While they have previously said the chances of finding a cure are ‘miniscule’, their work has generated excitement that they may be on the way to making a discovery that could help extend the lives of some 300,000 people diagnosed with brain cancer every year.
Professor Scolyer was diagnosed with brain cancer last June after suffering headaches and seizures during a holiday in Poland.
A brain scan revealed an area of light, cloudy matter in the top-right corner of his skull.
At the time, he said: “I’m no expert in radiology, but… in my heart I knew it was a tumour.”
But he also said he was determined to try and find a treatment for the “incurable cancer”.
He said: “It didn't sit right with me, to just accept certain death without trying something,' he said. 'It's an incurable cancer?
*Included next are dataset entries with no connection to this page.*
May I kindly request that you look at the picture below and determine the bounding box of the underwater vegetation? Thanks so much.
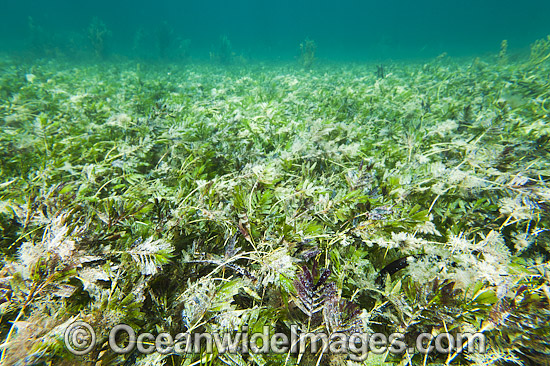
[0,35,550,366]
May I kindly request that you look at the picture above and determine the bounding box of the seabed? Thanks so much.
[0,40,550,366]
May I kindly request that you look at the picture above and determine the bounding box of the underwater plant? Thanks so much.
[0,40,550,366]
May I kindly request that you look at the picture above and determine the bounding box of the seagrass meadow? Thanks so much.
[0,38,550,366]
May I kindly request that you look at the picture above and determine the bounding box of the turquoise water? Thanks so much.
[0,0,550,61]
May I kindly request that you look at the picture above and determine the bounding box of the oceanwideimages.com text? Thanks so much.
[65,322,485,361]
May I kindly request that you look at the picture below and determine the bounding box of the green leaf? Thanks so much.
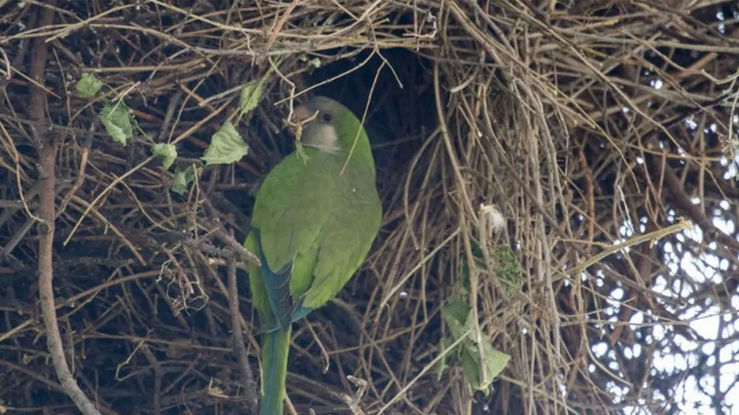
[437,290,511,393]
[151,143,177,170]
[461,342,511,393]
[441,293,472,341]
[75,73,103,98]
[98,102,133,146]
[493,246,523,295]
[172,165,198,195]
[202,121,249,166]
[238,80,264,119]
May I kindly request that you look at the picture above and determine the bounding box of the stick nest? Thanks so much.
[0,0,739,414]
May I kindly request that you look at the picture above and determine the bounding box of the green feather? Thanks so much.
[244,97,382,415]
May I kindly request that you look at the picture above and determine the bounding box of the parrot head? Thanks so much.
[293,96,367,154]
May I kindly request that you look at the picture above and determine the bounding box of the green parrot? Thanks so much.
[244,97,382,415]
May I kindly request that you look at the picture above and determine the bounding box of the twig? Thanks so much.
[28,1,100,415]
[227,258,258,413]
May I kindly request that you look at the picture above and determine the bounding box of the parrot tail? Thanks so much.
[259,326,292,415]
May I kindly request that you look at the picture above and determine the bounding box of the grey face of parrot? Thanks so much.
[293,97,341,154]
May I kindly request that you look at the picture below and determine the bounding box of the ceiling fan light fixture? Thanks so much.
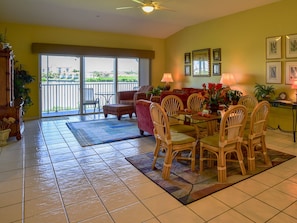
[141,5,155,13]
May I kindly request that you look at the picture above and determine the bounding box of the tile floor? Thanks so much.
[0,115,297,223]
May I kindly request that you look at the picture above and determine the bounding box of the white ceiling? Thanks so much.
[0,0,280,38]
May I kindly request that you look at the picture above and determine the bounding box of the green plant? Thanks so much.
[147,86,164,96]
[254,83,275,101]
[14,65,34,111]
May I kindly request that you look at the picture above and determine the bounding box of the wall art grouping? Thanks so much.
[266,34,297,84]
[184,48,221,77]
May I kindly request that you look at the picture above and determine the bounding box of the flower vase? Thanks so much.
[209,104,219,114]
[0,129,11,146]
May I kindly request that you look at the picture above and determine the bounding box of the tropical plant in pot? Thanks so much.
[14,62,34,111]
[227,90,243,105]
[0,117,15,146]
[254,83,275,101]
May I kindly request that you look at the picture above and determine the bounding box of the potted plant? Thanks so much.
[227,90,243,105]
[254,83,275,101]
[0,117,15,146]
[14,62,34,111]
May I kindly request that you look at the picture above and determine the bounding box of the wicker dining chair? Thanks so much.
[150,102,197,179]
[242,101,272,171]
[161,95,198,138]
[200,105,247,183]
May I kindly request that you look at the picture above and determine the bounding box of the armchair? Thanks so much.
[117,85,153,107]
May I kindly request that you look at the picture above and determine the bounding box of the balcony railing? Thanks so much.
[41,82,138,117]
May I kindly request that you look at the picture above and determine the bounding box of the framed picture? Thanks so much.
[212,48,221,61]
[286,34,297,58]
[185,53,191,64]
[192,48,210,77]
[266,62,282,84]
[286,61,297,84]
[185,65,191,76]
[212,63,221,76]
[266,36,282,59]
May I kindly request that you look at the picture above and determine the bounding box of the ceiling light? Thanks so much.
[141,5,155,13]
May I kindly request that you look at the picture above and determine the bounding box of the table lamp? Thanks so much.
[161,73,173,91]
[220,73,236,88]
[291,80,297,103]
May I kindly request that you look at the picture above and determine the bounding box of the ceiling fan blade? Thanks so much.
[132,0,144,5]
[116,6,134,10]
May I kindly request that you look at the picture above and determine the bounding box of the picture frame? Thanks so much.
[192,48,210,77]
[212,48,221,61]
[286,34,297,58]
[266,61,282,84]
[185,65,191,76]
[266,36,282,59]
[212,63,221,76]
[185,53,191,64]
[286,61,297,84]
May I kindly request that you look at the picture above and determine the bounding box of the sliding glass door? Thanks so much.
[40,55,142,117]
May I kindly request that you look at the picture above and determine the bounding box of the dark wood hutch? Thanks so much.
[0,49,23,140]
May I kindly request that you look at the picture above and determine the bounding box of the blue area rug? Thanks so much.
[126,149,295,205]
[66,118,150,146]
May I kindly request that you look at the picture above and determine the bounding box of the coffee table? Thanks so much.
[103,104,135,120]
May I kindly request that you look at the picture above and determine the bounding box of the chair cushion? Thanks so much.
[171,132,196,145]
[170,124,195,133]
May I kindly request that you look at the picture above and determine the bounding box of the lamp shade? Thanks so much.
[141,4,155,13]
[291,80,297,90]
[161,73,173,83]
[220,73,236,86]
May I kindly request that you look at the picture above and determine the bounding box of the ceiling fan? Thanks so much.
[116,0,173,14]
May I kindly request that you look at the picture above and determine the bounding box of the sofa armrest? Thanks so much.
[117,91,137,103]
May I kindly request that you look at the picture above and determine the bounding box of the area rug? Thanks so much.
[66,118,150,146]
[126,149,295,205]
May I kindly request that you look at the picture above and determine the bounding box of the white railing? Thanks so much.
[41,82,138,114]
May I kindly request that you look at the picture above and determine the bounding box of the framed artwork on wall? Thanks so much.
[212,48,221,61]
[185,65,191,76]
[192,48,210,77]
[286,34,297,58]
[286,61,297,84]
[212,63,221,76]
[266,36,282,59]
[266,62,282,84]
[185,53,191,64]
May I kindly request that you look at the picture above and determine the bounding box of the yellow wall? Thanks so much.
[165,0,297,99]
[0,23,165,119]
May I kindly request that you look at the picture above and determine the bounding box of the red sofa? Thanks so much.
[160,88,204,108]
[135,99,154,135]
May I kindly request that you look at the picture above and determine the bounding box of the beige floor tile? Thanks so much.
[187,196,230,221]
[66,199,106,222]
[24,209,68,223]
[234,178,269,196]
[256,188,297,211]
[234,198,279,222]
[130,181,166,200]
[212,187,251,207]
[100,189,138,211]
[142,193,182,216]
[267,213,297,223]
[158,206,205,223]
[0,203,22,223]
[110,202,153,223]
[80,214,114,223]
[208,210,253,223]
[25,193,63,218]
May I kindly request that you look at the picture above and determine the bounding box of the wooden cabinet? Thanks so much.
[0,49,23,140]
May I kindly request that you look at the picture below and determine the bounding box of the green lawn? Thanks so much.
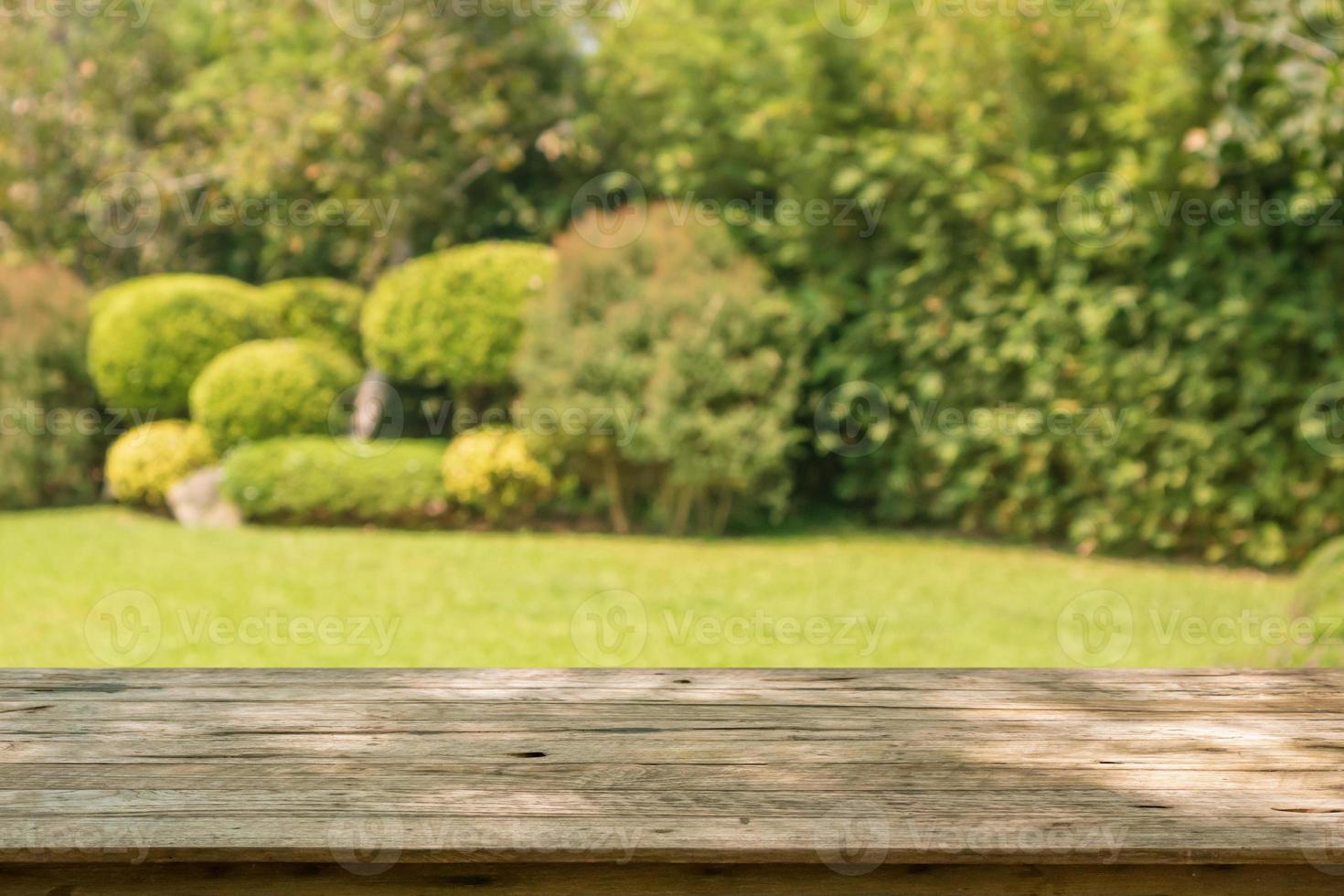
[0,507,1292,667]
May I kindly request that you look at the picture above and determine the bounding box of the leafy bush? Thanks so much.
[108,421,217,509]
[223,437,448,527]
[261,283,364,358]
[443,429,555,523]
[89,274,275,416]
[0,0,582,283]
[584,0,1344,567]
[191,338,360,452]
[0,266,106,507]
[363,241,555,391]
[517,204,806,533]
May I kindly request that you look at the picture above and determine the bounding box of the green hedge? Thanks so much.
[224,437,448,527]
[89,274,275,418]
[584,0,1344,567]
[108,421,217,509]
[0,266,104,507]
[191,338,361,452]
[443,429,555,523]
[361,241,555,389]
[253,277,364,358]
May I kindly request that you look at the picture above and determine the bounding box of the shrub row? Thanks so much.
[584,0,1344,567]
[517,204,806,533]
[224,437,448,527]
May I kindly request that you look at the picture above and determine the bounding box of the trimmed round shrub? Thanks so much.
[108,421,218,507]
[191,338,361,452]
[361,241,555,389]
[89,274,254,321]
[223,437,448,527]
[0,264,106,507]
[89,274,274,416]
[443,429,555,523]
[261,277,364,357]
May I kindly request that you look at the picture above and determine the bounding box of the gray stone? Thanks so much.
[168,466,243,529]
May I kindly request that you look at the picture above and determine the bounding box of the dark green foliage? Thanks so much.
[0,266,108,507]
[363,241,555,391]
[191,338,360,452]
[517,206,805,533]
[261,277,364,358]
[224,437,448,527]
[89,274,275,418]
[586,0,1344,567]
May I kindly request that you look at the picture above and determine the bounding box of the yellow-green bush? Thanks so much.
[253,277,364,358]
[361,241,555,389]
[89,274,275,416]
[191,338,360,452]
[106,421,217,507]
[443,427,555,523]
[223,437,449,527]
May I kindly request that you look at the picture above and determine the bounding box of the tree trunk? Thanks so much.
[603,447,630,535]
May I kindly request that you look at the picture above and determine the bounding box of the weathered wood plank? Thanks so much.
[10,864,1340,896]
[0,669,1344,893]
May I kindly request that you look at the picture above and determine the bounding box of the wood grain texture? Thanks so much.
[0,864,1341,896]
[0,669,1344,893]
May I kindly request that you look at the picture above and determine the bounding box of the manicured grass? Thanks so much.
[0,507,1292,667]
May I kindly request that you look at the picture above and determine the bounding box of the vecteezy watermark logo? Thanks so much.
[815,380,1129,457]
[85,590,402,667]
[1056,172,1135,249]
[85,590,163,667]
[1298,380,1344,457]
[85,171,400,249]
[326,814,403,877]
[0,0,155,28]
[85,171,163,249]
[813,380,891,457]
[812,804,891,877]
[326,376,406,458]
[1055,590,1135,667]
[570,591,887,667]
[0,400,157,435]
[812,0,891,40]
[570,171,648,249]
[320,0,406,40]
[570,590,649,667]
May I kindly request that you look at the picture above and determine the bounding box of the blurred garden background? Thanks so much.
[0,0,1344,667]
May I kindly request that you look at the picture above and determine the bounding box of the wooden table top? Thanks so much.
[0,669,1344,880]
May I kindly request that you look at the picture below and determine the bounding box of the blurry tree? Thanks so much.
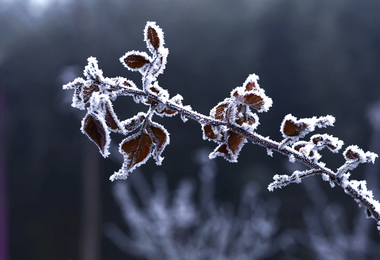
[0,0,380,260]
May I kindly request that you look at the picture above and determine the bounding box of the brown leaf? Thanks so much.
[345,149,360,160]
[146,122,170,164]
[82,84,99,103]
[124,54,150,69]
[283,120,308,136]
[227,131,245,157]
[104,101,121,131]
[211,101,231,120]
[203,125,218,139]
[81,114,110,157]
[146,27,160,51]
[120,132,152,171]
[123,112,146,131]
[245,81,259,91]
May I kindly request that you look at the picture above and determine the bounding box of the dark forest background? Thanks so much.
[0,0,380,260]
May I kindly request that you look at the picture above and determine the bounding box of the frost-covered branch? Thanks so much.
[105,149,279,260]
[63,22,380,231]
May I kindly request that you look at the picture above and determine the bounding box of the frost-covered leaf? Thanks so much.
[210,98,232,121]
[119,131,153,174]
[229,103,259,133]
[83,57,104,82]
[81,113,111,157]
[209,131,247,162]
[202,125,220,140]
[310,134,344,153]
[104,100,124,133]
[281,114,312,137]
[231,74,273,112]
[144,22,164,53]
[145,122,170,165]
[121,112,146,132]
[293,141,321,162]
[120,51,151,74]
[280,114,335,141]
[343,145,378,163]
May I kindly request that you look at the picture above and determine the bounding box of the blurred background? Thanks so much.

Well bugger that!”
It is hoped the experimental treatment will lead to clinical trials to eventually help extend other patients’ lives.
Professor Long said: “We've generated a whole heap of data, to then make a foundation for that next step, so that we can help more people.
“We're not there yet. What we have to really focus on is showing that this pre-surgery, combination immunotherapy type of approach works in a large number of people.”
Roger Stupp - the doctor after whom the current protocol for treating glioblastomas is named - earlier said that while the results of this treatment were “encouraging” he wanted to see him reach 12, or even 18 months, without recurrence before getting excited.